I spend a lot of time visiting schools in my constituency and speaking to the hard-working headteachers about the pressures they are under due to spiralling costs and teacher shortages. With the Government’s proposed reforms placing an additional responsibility on schools to create individual support plans, alongside an ambition for more children’s needs to be met within mainstream schools, how will the Minister ensure that schools do not have to make sacrifices that harm the education of every child?
When developing this policy, we learned from the best schools in the country. I visited schools that have individual support plans for every student and wraparound support; those children are absolutely thriving. We want to make sure that that happens in every school. We are investing in a new national digital individual support plan, and we are putting £4 billion into schools and the services that support them to make that a reality.
Last week, I asked the Secretary of State a specific question about SEND funding during her statement, which she failed to answer, so I will try again with the Minister today. The £4 billion for SEND announced last week, to be paid over three years, which the Secretary of State described as “new money”, is actually from within the Department’s existing spending review settlement, isn’t it?
Absolutely, yes; it is money that we have won to put into supporting children with special educational needs and disabilities. It is a priority that we take very seriously. I have seen the failure around the country where, for too long, these families have not been listened to, and too many children are out of education; we need to change that. As part of the spending review, we requested and managed to get new investment that we are putting into schools and the “experts at hand” service to wrap around schools on top of the £3.7 billion we are putting into new specialist places. This is generational reform that will make a huge difference. We want to work in partnership with colleagues across the House, but we still have not heard from the Conservative party. What are its ideas, and what—
Order. You are in government, so you do not need to—[Interruption.] Order. When I stand up, please sit. I am trying to be helpful. All these Members are trying to get in, and it is a big day with a big statement coming.
Apologies, Mr Speaker.
Okay. I call the Liberal Democrat spokesperson.
Trust among families with special educational needs is at rock bottom. Their voices have often been ignored—sometimes with tragic consequences—so while many are open to reform, there is real concern that under the Government’s proposals tribunals will lose the ability to direct specific provision in a child’s best interest, with the risk that families will be trapped in an endless doom loop of dispute with local authorities.
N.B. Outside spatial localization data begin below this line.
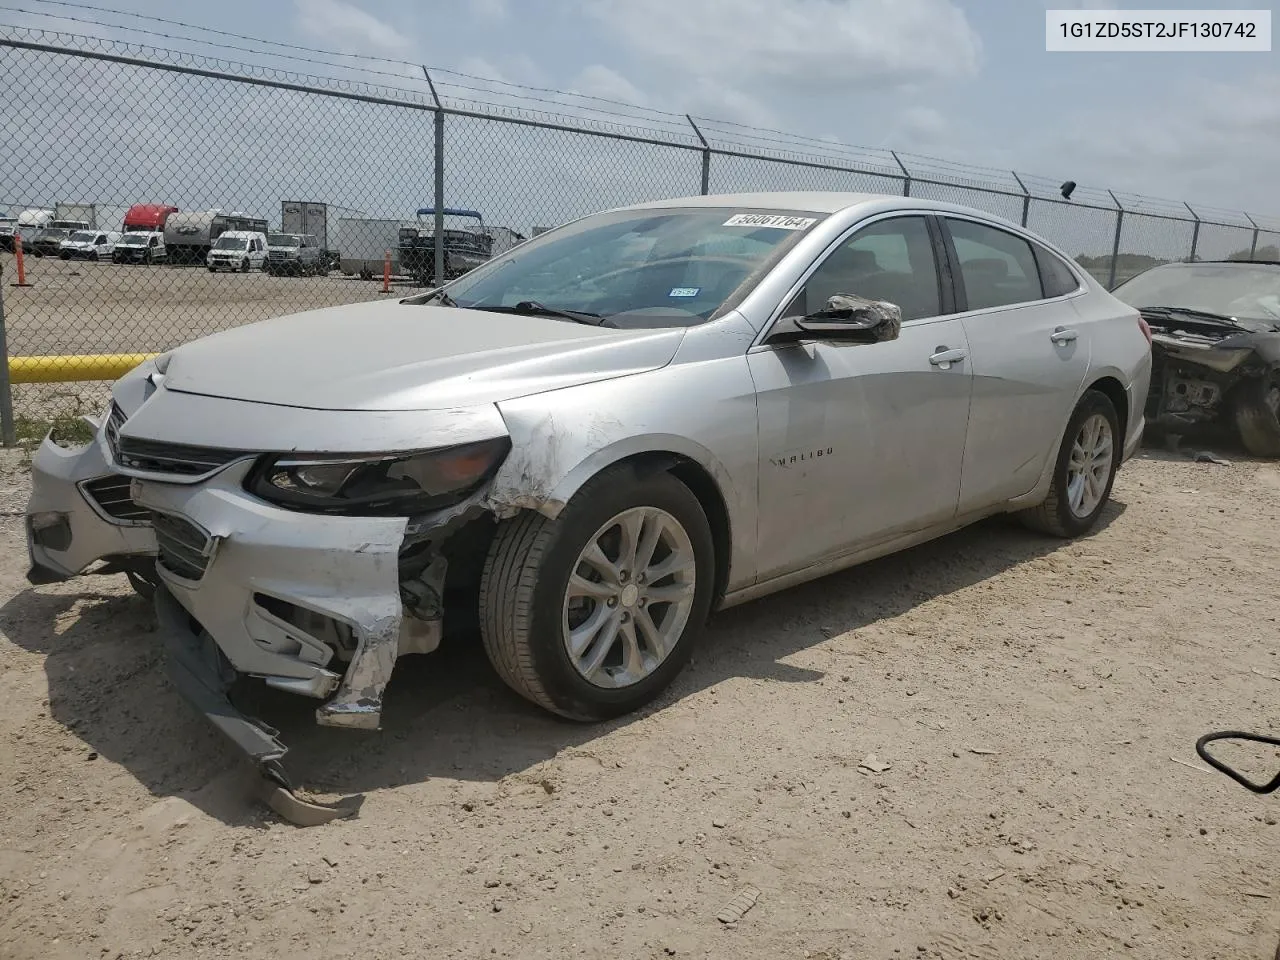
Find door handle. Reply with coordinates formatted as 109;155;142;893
929;347;967;369
1051;327;1079;345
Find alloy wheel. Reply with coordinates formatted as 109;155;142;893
1066;412;1113;518
562;506;697;689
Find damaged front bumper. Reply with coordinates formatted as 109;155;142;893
25;426;157;585
132;459;483;822
1146;330;1271;428
132;460;428;731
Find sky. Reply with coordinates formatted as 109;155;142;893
248;0;1277;213
1;0;1277;258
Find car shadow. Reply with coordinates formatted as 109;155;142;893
1;501;1127;826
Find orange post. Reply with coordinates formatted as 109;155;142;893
11;234;30;287
382;249;391;293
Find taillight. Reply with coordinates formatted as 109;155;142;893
1137;315;1152;347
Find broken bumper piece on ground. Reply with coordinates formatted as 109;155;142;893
155;585;365;826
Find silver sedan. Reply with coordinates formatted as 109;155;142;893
25;192;1152;819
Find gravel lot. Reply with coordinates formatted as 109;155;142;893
3;445;1280;960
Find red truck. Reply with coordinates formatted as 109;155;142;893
122;204;178;232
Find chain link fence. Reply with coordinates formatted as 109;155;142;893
2;29;1279;443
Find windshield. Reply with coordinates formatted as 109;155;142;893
213;236;248;251
269;234;299;246
441;207;823;327
68;231;95;242
118;234;148;246
1113;262;1280;326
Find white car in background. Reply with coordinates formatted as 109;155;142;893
206;230;268;272
58;230;122;260
112;230;166;264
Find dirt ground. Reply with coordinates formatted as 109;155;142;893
2;445;1280;960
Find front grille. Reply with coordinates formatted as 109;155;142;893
152;511;214;581
81;474;149;523
116;435;250;477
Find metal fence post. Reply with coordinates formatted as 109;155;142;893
1184;202;1201;262
890;151;910;197
687;115;710;195
423;67;445;287
1245;213;1260;259
1107;190;1124;290
0;270;14;447
1011;171;1031;227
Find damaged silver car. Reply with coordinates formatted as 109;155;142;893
26;192;1152;822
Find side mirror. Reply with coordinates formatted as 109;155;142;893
780;294;902;345
1196;731;1280;794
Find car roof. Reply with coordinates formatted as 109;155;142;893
612;190;1033;229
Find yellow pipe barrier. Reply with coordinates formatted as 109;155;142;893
9;353;160;384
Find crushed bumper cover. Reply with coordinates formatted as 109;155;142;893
25;429;157;584
131;463;412;731
156;584;364;826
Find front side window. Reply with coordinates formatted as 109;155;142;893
946;218;1044;310
443;207;824;328
788;216;941;322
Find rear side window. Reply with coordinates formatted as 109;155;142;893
946;218;1044;310
1034;243;1082;297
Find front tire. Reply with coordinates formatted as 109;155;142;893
1232;375;1280;457
1020;389;1120;538
479;465;715;721
241;258;250;273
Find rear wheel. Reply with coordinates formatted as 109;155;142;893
480;465;715;721
1232;374;1280;457
1020;390;1120;538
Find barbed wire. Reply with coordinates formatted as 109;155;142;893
0;9;1270;226
2;0;702;124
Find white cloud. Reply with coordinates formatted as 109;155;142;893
582;0;982;90
1022;71;1280;213
572;65;651;107
469;0;509;21
292;0;411;55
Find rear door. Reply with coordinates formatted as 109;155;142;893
748;213;973;581
938;216;1091;512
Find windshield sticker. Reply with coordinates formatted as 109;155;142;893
669;287;700;298
722;213;817;230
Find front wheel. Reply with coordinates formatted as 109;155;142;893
1019;389;1120;538
480;465;715;721
240;258;250;273
1232;375;1280;457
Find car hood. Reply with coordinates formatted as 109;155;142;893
161;299;687;411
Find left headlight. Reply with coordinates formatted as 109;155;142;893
246;436;512;515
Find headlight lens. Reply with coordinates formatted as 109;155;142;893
247;437;511;514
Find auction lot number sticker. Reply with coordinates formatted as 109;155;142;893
1047;9;1271;51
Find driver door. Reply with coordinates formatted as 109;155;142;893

If Ministers are serious about tackling that adversarial nature, will the Minister confirm how she will prevent it and protect children’s and parents’ rights?
We are committed to the tribunal being a backstop for families. We want a much more collaborative system, but we have heard from families how important that backstop of legal rights is, so the tribunal will be there as a backstop if parents are unhappy with the assessment process or the specialist provision package that they have. When it comes to school placement, hon. Members across the House will know that in many cases, places are being named at special schools that are already full and it is just not safe for them to take those children. Parents will still be able to go to the tribunal, which will be able to quash a decision if it is unhappy, and then the local authority will need to look at it again.